Joke Collection Website - Cold jokes - Do you have any jokes that can kill people?
Do you have any jokes that can kill people?
First, I went to the insurance company to insure four old people respectively, and then transferred the two children to an aristocratic school. Then spend money on yourself regularly. First, I added VIP, got a beauty gold card, bought LV bags, French fashion and so on. Make yourself look young and beautiful. In less than half a year, the family's economy has undergone subtle changes, and it has been unable to make ends meet. The husband was extremely anxious, thinking: parents bought appropriate insurance, children bought it at school, and there was no problem with wife's consumption. It is normal that their wives don't care about themselves. No one can wronged his family! So I made up my mind: tight, tight again! As a result, before the end of the year, the captive third child ran away. The reason is that her husband has given her less and less capital, and even she has to eat and open a house. Sometimes, she has to pay the price and others have to quit completely. At this moment, the wife breathed a sigh of relief and said to herself, Little fellow, how dare you fight with me? Freeze your account first, then cut off your funds. Without breeding grounds, you will die!
Once upon a time, there was a barber who was poor in craftsmanship but felt good about himself.
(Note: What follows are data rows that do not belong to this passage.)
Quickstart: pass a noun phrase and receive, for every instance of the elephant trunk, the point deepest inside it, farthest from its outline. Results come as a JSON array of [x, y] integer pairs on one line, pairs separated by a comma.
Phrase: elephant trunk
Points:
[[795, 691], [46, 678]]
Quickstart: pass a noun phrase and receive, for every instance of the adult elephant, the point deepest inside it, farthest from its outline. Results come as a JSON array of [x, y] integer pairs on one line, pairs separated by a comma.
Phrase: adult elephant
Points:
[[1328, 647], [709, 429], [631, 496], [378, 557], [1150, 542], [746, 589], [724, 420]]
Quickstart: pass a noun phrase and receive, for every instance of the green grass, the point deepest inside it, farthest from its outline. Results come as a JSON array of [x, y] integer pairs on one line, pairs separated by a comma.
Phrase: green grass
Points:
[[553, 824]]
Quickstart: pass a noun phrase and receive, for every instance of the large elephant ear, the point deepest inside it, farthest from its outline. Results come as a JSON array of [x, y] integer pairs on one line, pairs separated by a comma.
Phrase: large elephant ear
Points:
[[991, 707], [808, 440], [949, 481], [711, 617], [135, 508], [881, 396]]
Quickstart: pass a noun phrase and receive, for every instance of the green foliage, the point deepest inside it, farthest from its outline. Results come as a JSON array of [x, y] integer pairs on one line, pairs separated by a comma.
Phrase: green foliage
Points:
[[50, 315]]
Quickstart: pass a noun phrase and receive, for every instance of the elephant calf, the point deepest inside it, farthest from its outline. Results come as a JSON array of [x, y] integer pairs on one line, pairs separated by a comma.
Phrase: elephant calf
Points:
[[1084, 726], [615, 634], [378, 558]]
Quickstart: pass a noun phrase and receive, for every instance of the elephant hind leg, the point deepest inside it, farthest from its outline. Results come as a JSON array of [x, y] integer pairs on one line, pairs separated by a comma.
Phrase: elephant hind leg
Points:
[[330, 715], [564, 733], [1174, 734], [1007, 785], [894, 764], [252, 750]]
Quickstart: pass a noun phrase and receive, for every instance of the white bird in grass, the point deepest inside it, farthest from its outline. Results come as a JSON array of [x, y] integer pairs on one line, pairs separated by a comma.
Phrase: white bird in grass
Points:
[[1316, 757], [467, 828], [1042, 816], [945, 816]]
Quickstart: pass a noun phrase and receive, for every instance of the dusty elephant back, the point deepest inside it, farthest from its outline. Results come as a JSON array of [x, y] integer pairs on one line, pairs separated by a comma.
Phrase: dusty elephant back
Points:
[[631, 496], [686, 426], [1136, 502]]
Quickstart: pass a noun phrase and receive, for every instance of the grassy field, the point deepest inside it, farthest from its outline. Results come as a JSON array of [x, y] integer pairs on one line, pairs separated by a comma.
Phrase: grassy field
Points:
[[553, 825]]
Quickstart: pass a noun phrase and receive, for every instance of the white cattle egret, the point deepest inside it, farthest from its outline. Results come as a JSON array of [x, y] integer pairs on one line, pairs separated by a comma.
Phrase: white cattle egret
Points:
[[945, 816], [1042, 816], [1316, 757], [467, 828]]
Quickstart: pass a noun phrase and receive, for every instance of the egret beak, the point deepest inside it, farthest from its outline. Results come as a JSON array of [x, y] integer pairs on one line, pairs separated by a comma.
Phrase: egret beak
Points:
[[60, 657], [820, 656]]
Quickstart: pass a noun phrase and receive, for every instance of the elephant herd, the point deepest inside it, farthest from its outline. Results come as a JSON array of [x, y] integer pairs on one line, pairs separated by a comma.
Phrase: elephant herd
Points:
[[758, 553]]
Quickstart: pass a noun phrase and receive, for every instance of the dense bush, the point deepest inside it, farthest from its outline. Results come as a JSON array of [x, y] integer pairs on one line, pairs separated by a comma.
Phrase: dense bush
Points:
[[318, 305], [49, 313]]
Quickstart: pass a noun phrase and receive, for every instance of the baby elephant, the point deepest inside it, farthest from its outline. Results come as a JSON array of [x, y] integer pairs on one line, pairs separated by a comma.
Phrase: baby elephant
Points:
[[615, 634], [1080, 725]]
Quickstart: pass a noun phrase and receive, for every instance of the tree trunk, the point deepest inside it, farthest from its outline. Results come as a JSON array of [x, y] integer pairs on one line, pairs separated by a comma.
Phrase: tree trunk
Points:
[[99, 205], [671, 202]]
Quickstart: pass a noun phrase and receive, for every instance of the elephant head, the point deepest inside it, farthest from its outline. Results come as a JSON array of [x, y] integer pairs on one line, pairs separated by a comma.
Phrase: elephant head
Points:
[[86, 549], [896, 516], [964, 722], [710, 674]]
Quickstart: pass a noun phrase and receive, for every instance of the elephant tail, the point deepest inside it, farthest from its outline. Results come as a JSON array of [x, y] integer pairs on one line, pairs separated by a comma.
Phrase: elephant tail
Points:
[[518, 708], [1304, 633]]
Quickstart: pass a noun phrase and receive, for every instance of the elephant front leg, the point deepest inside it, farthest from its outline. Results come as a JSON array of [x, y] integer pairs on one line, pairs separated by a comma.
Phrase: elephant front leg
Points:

At that time, all the so-called hairdressing tools were used to cut hair. If the blade is not sharp, the barber will feel very painful. Over time, there will be fewer and fewer customers. Finally, a customer came this day. The barber was busy with the warm reception and began to get a haircut. At first, the customer felt very painful, but he was embarrassed to say that he had been gritting his teeth and insisting. The barber was overjoyed: everyone said I was dull in knife work and poor in craftsmanship. Look how well this guy works together. I will definitely give him a haircut and show others how my skills are. The customer has been insisting, insisting, which is really unbearable, so he asked: Master, are you shaving your head? Barber: Yes, it will be finished soon. His heart is beautiful. He said I was almost finished shaving. He hasn't felt it yet. Customer: I thought you shaved it by hand!
Thank you very much for your invitation.
Laughing for ten years, please let me contract your jokes in the future.
Funny joke 1:
A beautiful woman went to the hospital, and the doctor gave her a B-ultrasound checklist, which she couldn't understand.
The beauty asked the doctor, "Doctor, where is this 13 super?"
Doctor: "Not 13, but B-ultrasound!"
Beauty: "Your B score is too wide!" " (loudly) "
Funny joke 2: getting married
Why did you meet a long, sage-like-minded person on the roadside and couldn't help asking for advice?
The Taoist priest asked him, "young man, I think your bones are strange." Meeting is fate. I will help you calculate divination for free today. Do you want to count your marriage or your future? "
Viagra thought for a moment and said, "Let's calculate marriage. How long can I stay with my girlfriend? "
The Taoist stroked his long beard: "Your girlfriend is not very good in quality and easy to blow up!"
Father and son built a house, and the son is a great worker. The dimensions are all good, the foundation has been dug and the wall has been built smoothly. It's time to go to Daliang. The father and son had a hard time hanging the girder, and both of them wanted to pull it to their side. The son was strong enough to pull the girder over and put it on the wall, but the father couldn't reach it and the size was wrong. The old man fell down with the girder and was unconscious. The son hurried down to hug his father and shouted. The old man said you were Master Lu Ban!
Laughing makes my stomach ache! When are beautiful women not afraid of being dirty and tired? That's funny!
Don't go through the process, just laugh! what are you reading? Laugh!
It is not good to dare to laugh to death.